Fiber speeds will eventually be as fast as 1 gigabit per second, which is roughly 100 times faster than DSL. Connections could even be faster in the future as the need arises. Where we don’t have enough interest, we can often do a wireless system that provides speeds that enable multiple streams of Super-HD streaming or 30 concurrent Zoom calls (hey, you never know!), along with the ability for kids to be very happy on massive multiplayer games. We just rolled out a wireless system for Kingswood in Tahoe Vista. They had been living in the internet dark ages there since … well, forever.
We target communities suffering from horrible internet and the more we hear from people in need, the easier it is for us to know where to deploy next. We’re in the process of launching our “Get me Fiber Fast!” Interactive Initiative which will allow people to register their interest in getting fiber internet, shows where we already have fiber hubs, and notes locations where residents have expressed interest on a map. It’s like a heat map for bad broadband. Once a neighborhood gets enough momentum we get them world-class internet.
For example, at this point we have heard from just about every resident of Russell Valley near Truckee. They are all desperate to be able to work from home or even just stream Netflix. So, we took that community’s plight to Nevada County as a part of their grant program administered by the Sierra Business Council and they awarded us a 50% grant to get that neighborhood up and running. We expect to do the same for the Donner Summit area next. We just finished building service to Prosser Dam (currently they only have DSL from AT&T, a service that is about to shut down), also on a grant from Nevada County.

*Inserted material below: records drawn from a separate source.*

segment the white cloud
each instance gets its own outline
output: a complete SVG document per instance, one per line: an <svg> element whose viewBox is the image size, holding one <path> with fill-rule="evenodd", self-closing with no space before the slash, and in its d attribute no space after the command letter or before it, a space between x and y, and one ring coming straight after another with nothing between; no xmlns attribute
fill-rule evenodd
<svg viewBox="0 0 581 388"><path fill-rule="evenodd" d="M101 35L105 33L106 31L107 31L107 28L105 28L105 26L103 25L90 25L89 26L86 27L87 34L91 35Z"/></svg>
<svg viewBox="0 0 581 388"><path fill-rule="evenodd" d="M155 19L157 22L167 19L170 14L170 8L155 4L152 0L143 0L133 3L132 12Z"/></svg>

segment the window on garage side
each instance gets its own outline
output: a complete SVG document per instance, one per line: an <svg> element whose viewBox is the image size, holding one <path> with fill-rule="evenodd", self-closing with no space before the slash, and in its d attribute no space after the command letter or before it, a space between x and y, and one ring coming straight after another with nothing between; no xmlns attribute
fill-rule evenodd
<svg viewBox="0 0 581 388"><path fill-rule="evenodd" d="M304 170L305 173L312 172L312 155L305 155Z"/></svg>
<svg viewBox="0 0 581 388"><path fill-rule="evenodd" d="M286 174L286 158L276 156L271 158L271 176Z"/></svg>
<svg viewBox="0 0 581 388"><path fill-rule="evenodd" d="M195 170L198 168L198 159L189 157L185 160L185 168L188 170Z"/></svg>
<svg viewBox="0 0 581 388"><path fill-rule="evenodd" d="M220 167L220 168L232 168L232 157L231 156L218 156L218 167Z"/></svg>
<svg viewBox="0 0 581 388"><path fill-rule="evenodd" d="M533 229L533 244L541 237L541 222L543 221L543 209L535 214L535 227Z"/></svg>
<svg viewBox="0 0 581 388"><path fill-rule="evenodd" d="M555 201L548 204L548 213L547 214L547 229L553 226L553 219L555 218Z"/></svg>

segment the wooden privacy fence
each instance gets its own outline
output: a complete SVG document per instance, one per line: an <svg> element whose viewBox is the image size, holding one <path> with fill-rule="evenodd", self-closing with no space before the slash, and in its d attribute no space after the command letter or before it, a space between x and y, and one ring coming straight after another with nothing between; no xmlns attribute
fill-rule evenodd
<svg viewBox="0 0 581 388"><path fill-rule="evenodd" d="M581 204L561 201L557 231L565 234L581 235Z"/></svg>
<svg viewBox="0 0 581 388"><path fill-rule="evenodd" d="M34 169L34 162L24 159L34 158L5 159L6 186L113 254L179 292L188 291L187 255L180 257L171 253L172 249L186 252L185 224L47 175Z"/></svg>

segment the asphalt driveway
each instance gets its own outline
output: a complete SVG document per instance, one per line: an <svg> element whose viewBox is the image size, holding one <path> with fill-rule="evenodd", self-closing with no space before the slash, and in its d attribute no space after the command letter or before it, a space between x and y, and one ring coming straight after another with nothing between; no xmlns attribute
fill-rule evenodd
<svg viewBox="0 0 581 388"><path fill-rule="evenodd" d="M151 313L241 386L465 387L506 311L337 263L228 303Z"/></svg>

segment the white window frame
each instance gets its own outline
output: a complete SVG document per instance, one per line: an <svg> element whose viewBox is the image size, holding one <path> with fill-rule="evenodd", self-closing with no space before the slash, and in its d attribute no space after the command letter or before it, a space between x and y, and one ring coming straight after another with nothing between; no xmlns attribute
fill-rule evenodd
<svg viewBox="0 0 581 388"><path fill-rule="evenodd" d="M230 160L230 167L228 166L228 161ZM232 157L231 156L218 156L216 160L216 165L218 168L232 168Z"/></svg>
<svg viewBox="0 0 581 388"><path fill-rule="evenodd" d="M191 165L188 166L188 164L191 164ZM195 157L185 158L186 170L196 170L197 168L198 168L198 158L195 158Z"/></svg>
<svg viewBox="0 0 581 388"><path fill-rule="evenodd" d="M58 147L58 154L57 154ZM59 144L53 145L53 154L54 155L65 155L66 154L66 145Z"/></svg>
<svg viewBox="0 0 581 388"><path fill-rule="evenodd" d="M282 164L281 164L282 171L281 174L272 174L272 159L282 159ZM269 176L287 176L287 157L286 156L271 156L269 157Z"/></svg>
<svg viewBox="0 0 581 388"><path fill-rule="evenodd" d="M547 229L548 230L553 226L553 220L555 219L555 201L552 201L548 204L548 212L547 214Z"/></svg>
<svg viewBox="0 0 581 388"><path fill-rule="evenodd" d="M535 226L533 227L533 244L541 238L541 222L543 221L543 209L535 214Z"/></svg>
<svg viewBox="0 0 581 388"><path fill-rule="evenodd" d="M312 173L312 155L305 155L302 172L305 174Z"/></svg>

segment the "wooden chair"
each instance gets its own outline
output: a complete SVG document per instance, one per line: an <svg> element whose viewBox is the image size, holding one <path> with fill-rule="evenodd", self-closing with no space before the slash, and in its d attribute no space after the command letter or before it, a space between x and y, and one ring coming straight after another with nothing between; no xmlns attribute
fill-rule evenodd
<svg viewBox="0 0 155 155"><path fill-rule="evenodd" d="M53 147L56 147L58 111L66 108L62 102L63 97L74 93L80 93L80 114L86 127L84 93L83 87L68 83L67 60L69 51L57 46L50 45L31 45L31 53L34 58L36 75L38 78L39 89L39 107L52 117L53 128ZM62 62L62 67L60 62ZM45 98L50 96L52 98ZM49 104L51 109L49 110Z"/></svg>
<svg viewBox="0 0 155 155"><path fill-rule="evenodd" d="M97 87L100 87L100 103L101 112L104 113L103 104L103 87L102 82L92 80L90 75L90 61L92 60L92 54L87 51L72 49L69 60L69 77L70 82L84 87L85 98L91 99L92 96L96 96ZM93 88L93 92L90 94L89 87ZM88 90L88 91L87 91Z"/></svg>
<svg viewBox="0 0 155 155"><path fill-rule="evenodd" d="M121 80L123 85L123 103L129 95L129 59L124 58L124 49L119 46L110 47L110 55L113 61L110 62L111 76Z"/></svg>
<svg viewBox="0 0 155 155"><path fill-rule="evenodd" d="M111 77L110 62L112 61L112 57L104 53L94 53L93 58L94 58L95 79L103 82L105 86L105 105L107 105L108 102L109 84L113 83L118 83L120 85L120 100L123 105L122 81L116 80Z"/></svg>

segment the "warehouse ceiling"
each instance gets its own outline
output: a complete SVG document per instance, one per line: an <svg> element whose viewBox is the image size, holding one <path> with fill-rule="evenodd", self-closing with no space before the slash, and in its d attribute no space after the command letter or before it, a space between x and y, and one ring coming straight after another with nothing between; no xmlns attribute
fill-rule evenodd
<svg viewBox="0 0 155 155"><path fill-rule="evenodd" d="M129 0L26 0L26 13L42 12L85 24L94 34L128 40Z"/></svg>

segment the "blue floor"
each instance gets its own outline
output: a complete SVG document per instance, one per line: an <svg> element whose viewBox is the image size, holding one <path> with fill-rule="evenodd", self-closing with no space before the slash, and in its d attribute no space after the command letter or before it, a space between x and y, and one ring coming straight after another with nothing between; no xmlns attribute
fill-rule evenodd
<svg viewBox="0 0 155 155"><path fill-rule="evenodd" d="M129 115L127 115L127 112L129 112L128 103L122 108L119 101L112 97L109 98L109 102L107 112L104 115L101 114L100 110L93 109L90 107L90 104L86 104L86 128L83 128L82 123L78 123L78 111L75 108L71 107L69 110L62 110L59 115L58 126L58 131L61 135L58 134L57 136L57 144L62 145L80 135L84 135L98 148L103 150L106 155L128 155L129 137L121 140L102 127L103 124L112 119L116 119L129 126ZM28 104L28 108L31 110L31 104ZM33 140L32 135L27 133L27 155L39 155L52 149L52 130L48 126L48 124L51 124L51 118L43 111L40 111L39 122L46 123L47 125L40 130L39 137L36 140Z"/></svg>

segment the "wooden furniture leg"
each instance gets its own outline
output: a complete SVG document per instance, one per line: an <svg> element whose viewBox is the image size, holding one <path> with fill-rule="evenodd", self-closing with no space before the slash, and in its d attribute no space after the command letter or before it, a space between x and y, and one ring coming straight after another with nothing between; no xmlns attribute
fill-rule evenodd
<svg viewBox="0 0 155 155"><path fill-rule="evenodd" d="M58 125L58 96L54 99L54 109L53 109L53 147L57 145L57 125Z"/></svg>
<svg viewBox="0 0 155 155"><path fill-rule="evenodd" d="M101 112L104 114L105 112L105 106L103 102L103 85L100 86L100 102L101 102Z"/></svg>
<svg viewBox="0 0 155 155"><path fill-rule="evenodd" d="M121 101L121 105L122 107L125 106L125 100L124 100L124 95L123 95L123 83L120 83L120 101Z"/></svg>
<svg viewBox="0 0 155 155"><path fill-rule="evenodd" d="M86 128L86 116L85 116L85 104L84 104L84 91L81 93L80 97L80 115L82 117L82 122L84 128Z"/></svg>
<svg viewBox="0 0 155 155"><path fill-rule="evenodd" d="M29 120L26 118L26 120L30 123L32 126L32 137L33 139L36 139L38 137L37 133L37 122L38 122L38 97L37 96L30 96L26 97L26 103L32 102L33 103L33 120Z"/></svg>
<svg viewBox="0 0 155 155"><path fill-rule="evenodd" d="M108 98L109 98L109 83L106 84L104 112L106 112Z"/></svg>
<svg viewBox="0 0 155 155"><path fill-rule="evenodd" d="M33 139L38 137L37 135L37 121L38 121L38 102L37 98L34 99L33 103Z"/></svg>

Finally, in the most remote of places where people are still having to use HughesNet satellite internet, we offer internet connections over AT&T and T-Mobile towers. Now that 5G is out we are seeing some amazing speeds.

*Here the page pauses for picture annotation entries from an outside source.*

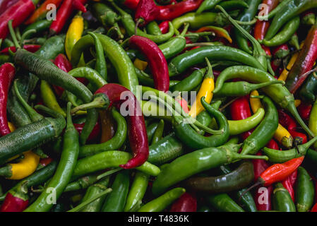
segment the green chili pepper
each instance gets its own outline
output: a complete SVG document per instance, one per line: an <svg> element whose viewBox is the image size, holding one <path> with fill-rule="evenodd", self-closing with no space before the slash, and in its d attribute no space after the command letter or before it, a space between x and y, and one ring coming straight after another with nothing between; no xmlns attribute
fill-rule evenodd
<svg viewBox="0 0 317 226"><path fill-rule="evenodd" d="M298 212L309 211L314 202L315 191L313 179L302 167L298 168L296 182L296 208Z"/></svg>
<svg viewBox="0 0 317 226"><path fill-rule="evenodd" d="M23 34L22 35L23 40L27 40L32 37L32 35L35 35L35 33L38 33L42 31L44 31L46 30L49 30L49 26L51 25L52 22L53 20L38 20L36 21L30 25L29 25L28 27L25 28L23 30ZM28 35L27 32L29 32L31 30L35 30L35 32L33 34L29 33Z"/></svg>
<svg viewBox="0 0 317 226"><path fill-rule="evenodd" d="M199 6L198 9L196 11L196 13L201 13L201 12L212 9L220 3L222 0L205 0L203 1L203 3Z"/></svg>
<svg viewBox="0 0 317 226"><path fill-rule="evenodd" d="M243 22L252 20L258 12L258 5L261 4L261 2L262 0L247 0L246 4L249 5L249 7L241 13L238 18L238 20ZM242 27L248 32L250 32L251 28L251 25L242 25ZM250 54L252 54L252 51L248 45L248 40L237 29L235 29L235 35L236 41L239 49Z"/></svg>
<svg viewBox="0 0 317 226"><path fill-rule="evenodd" d="M270 162L274 163L282 163L292 160L293 158L306 155L309 147L311 146L316 141L317 136L314 137L309 142L297 146L296 148L280 151L275 149L264 148L263 151L266 155L268 155Z"/></svg>
<svg viewBox="0 0 317 226"><path fill-rule="evenodd" d="M226 83L224 83L222 88L217 92L215 95L215 97L243 97L250 94L253 90L256 90L261 88L274 84L285 84L285 82L281 81L272 81L259 84L252 84L246 81Z"/></svg>
<svg viewBox="0 0 317 226"><path fill-rule="evenodd" d="M114 108L112 109L112 114L116 122L116 131L112 139L99 144L88 144L80 146L79 157L87 157L99 153L119 149L126 138L127 125L126 119Z"/></svg>
<svg viewBox="0 0 317 226"><path fill-rule="evenodd" d="M151 21L146 25L146 31L150 35L161 35L162 32L156 21Z"/></svg>
<svg viewBox="0 0 317 226"><path fill-rule="evenodd" d="M295 205L288 191L282 183L275 184L273 196L273 210L282 212L296 212Z"/></svg>
<svg viewBox="0 0 317 226"><path fill-rule="evenodd" d="M306 10L316 7L317 7L317 1L315 0L287 1L285 2L285 5L280 9L278 13L275 16L265 39L270 40L289 20Z"/></svg>
<svg viewBox="0 0 317 226"><path fill-rule="evenodd" d="M248 186L254 179L251 162L243 162L237 169L217 177L193 177L186 179L185 188L196 192L217 194L239 190Z"/></svg>
<svg viewBox="0 0 317 226"><path fill-rule="evenodd" d="M278 114L274 103L270 98L264 97L263 103L265 110L263 120L244 140L242 154L255 155L273 138L278 126Z"/></svg>
<svg viewBox="0 0 317 226"><path fill-rule="evenodd" d="M241 155L234 151L208 148L179 157L162 167L153 183L152 191L157 196L169 186L199 172L241 159L268 159L266 156Z"/></svg>
<svg viewBox="0 0 317 226"><path fill-rule="evenodd" d="M142 206L138 212L162 212L185 192L186 190L183 188L169 190Z"/></svg>
<svg viewBox="0 0 317 226"><path fill-rule="evenodd" d="M79 153L79 134L71 121L71 104L68 102L67 105L67 126L64 135L63 152L56 172L47 185L45 191L25 210L25 212L49 211L53 206L52 203L47 202L52 189L54 189L54 192L57 200L71 180Z"/></svg>
<svg viewBox="0 0 317 226"><path fill-rule="evenodd" d="M160 120L160 123L157 126L157 128L155 130L155 132L153 134L153 137L151 142L151 145L160 141L162 139L162 136L163 136L164 131L164 120Z"/></svg>
<svg viewBox="0 0 317 226"><path fill-rule="evenodd" d="M101 192L104 191L107 189L109 184L109 177L107 177L100 182L91 185L86 190L86 193L80 201L80 203L96 196ZM80 210L80 212L99 212L102 207L102 203L106 198L106 196L103 196L98 199L94 201L93 202L87 205L85 208Z"/></svg>
<svg viewBox="0 0 317 226"><path fill-rule="evenodd" d="M205 69L195 70L191 75L185 78L177 84L170 87L169 90L172 92L191 91L201 83L205 71Z"/></svg>
<svg viewBox="0 0 317 226"><path fill-rule="evenodd" d="M160 165L181 156L184 152L183 143L171 133L149 147L148 161Z"/></svg>
<svg viewBox="0 0 317 226"><path fill-rule="evenodd" d="M316 100L316 95L317 94L317 78L312 73L305 81L299 91L299 95L301 100L308 102L313 103Z"/></svg>
<svg viewBox="0 0 317 226"><path fill-rule="evenodd" d="M205 62L205 57L210 61L232 61L264 70L253 56L244 51L227 46L202 47L190 50L174 58L169 64L169 76L186 71L189 67Z"/></svg>
<svg viewBox="0 0 317 226"><path fill-rule="evenodd" d="M77 162L73 177L78 178L83 175L104 170L109 167L118 167L125 164L131 157L130 153L119 151L108 150L82 158ZM160 168L145 162L143 165L136 168L151 176L156 176L160 173Z"/></svg>
<svg viewBox="0 0 317 226"><path fill-rule="evenodd" d="M207 25L218 25L223 27L227 20L220 13L187 13L172 21L174 29L179 30L185 23L188 23L193 29L198 29Z"/></svg>
<svg viewBox="0 0 317 226"><path fill-rule="evenodd" d="M211 107L201 98L201 103L207 112L215 117L219 130L222 133L219 135L213 135L209 137L197 133L194 129L187 123L179 119L179 117L174 117L173 121L174 131L176 136L187 146L191 148L203 148L208 147L217 147L224 144L229 138L229 129L226 117L218 110Z"/></svg>
<svg viewBox="0 0 317 226"><path fill-rule="evenodd" d="M107 80L107 64L102 45L95 33L88 32L88 34L92 37L95 42L96 49L95 69L103 79Z"/></svg>
<svg viewBox="0 0 317 226"><path fill-rule="evenodd" d="M220 212L244 212L227 194L209 196L207 201L213 208Z"/></svg>
<svg viewBox="0 0 317 226"><path fill-rule="evenodd" d="M130 184L129 171L119 172L114 179L112 192L109 194L102 206L102 212L123 212Z"/></svg>
<svg viewBox="0 0 317 226"><path fill-rule="evenodd" d="M136 87L138 85L138 77L134 66L124 49L114 40L109 37L96 34L104 48L107 59L114 66L118 75L119 82L136 95ZM75 44L71 52L71 64L77 65L84 49L93 45L94 41L90 35L82 37ZM78 55L79 54L79 55Z"/></svg>
<svg viewBox="0 0 317 226"><path fill-rule="evenodd" d="M235 66L226 69L218 76L214 93L218 92L225 81L240 78L251 83L265 83L275 79L269 73L249 66ZM311 136L313 133L310 131L303 119L300 117L294 105L294 96L281 84L272 85L261 89L273 101L284 109L287 109L295 118L299 125Z"/></svg>
<svg viewBox="0 0 317 226"><path fill-rule="evenodd" d="M45 106L56 111L65 117L66 114L59 106L51 86L44 80L41 81L40 90L42 99Z"/></svg>
<svg viewBox="0 0 317 226"><path fill-rule="evenodd" d="M271 40L264 39L263 44L267 47L276 47L287 42L299 27L299 16L297 16L284 26L283 29Z"/></svg>
<svg viewBox="0 0 317 226"><path fill-rule="evenodd" d="M133 182L126 198L124 212L128 212L134 205L142 201L148 186L149 177L149 175L147 174L139 171L136 172Z"/></svg>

As for where we can service, we cover anywhere you can get cell service. However, our better fixed wireless service covers almost all of Truckee including the most far-out places like Martis Peak, Juniper Hill, and Schaeffer’s Mill. But we don’t cover Donner Lake yet. We’ve tried to focus on places that don’t have any other provider — little corners of Tahoe Donner for example where there is no cable or DSL like Skislope Way or Brookstone Drive. With our fixed wireless service, we cover Alpine Meadows, Tahoma, Ward Canyon, and Tahoe Vista; with our LTE service, almost everywhere else. We are planning a rollout for Squaw Valley including River Road, because many folks there are about to lose DSL. Down the hill we cover Colfax, Grass Valley, and are working on lots of new places like Auburn, Loomis, and Newcastle.